At CAST 2018, Ashley Hunsberger and I paired up to facilitate an all-day workshop 2018 called “The Whole Team Approach to Testing in Continuous Delivery”. A large part of the day was devoted to learning about deployment pipelines. For those of you who couldn't attend the live version, you can find the slides here. Continue reading below for an introduction to why deployment pipelines are vital to successful continuous delivery, and a fun exercise your team can use to improve your own pipeline.
Continuous delivery - scary?
Continuous delivery (CD) lets us deliver new value to production safely, quickly and sustainably (to paraphrase Jez Humble). Each new commit to our code base trunk or master is independently verified as a deployable release candidate. We can deliver frequently, which means the changes are small, reducing the risk of problems.
Still, CD can seem like a scary proposition. In the old waterfall days, we didn’t have enough time to complete all the testing activities we wanted. Agile development enabled more bi-weekly or weekly releases, and brought up new testing challenges. And now, how can testing possibly keep up with continuous delivery? How can we feel confident about each release, from a testing/customer support perspective?
Following the principles of continuous delivery helps us build confidence in our deployments. Following modern testing principles can give us even more confidence. When the whole team takes responsibility for building quality into the product and continually improving how we work, we (and our customers) realize the benefits of CD.
This is a huge topic, but let’s look at two key factors for success with CD. Obviously, we need adequate automated regression test coverage to make sure that the things our customers really need are still working.
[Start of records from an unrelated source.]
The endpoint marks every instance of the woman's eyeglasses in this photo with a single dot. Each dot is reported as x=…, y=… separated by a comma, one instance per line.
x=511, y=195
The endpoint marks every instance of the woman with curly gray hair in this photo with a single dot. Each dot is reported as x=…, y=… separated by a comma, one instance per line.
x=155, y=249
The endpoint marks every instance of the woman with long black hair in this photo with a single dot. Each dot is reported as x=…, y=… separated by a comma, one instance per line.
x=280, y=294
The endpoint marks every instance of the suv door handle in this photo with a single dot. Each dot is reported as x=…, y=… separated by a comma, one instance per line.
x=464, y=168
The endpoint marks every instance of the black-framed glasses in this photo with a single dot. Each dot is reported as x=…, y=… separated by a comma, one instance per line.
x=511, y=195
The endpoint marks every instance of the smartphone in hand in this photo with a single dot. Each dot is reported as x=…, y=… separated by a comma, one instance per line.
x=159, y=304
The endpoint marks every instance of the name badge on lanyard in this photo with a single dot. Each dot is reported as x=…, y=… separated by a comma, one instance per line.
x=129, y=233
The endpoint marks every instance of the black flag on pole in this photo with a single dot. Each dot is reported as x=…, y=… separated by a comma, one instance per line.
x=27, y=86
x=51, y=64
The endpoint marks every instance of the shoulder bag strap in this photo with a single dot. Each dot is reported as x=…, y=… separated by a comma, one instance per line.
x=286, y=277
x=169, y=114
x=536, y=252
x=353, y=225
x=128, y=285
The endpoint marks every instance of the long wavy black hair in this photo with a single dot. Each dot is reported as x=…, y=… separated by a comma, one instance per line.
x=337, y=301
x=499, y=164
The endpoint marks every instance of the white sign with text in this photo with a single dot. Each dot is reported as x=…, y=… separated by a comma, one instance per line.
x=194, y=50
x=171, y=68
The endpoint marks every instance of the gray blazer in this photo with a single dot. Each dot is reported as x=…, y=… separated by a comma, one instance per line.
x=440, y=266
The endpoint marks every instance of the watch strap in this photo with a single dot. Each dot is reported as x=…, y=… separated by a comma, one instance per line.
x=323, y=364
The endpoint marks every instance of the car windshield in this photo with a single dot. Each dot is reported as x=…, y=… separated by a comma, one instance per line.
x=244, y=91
That’s not new. And, it isn’t a complete safety net. We can have great automated regression test coverage, do thorough exploratory testing, verify performance, and all the other many types of testing before we release to production, although we are doing that in test environments. We know that behavior is likely to be different and unexpected in production.
So what is new? Today, we have the ability to capture and analyze all kinds of data (and huge amounts of it) about production use and immediately detect any errors that occur. This is important, but it’s not that helpful unless we can quickly and reliably deploy fixes to production. And to do that, we need a fast, reliable deploy pipeline.
The deployment pipeline consists of steps that changes go through before they can be deployed to production. Every company, every team has their own unique pipeline. We break our build into stages or steps to speed up feedback. There’s a constant trade-off between fast feedback and confidence. The early steps of a pipeline are usually unit tests. They quickly show us whether anything is broken at that low, granular level. But we need more steps with higher-level, longer-running tests to feel more confident. Later steps in our pipeline exercise more complicated scenarios. We want fast feedback, but we may need comprehensive tests for confidence, and they take a long time to run. Here’s an example deployment pipeline:
Example deployment pipeline (created with Abby Bangser)
In this example, the steps outlined in blue in this example are manual steps. We focus on automation when talking about pipelines, but manual steps are common. As in this example, activities like exploratory testing and security testing may be critical and may require manual work. We should be able to automate deploys to different environments, but perhaps your team just hasn’t gotten to that yet.
Things that slow down the pipeline
“Flaky tests” are a common problem even in completely automated pipelines. We often see this with user interface (UI) tests. Someone makes a change to the UI but forgets to update the automated tests to reflect that. A test environment slows down and causes a test step to time out. The browser version automatically (and unexpectedly) updates in the test environment. Those are just a few common causes of UI test failures.
Dependencies can also cause difficulties. A failure of one stage can stop multiple subsequent steps from running. Test data may fail to be set up properly, causing test failures. A test environment in the cloud might fail to spin up.
More steps in the pipeline give us more confidence, but they take more time. And how do we know all the steps are necessary?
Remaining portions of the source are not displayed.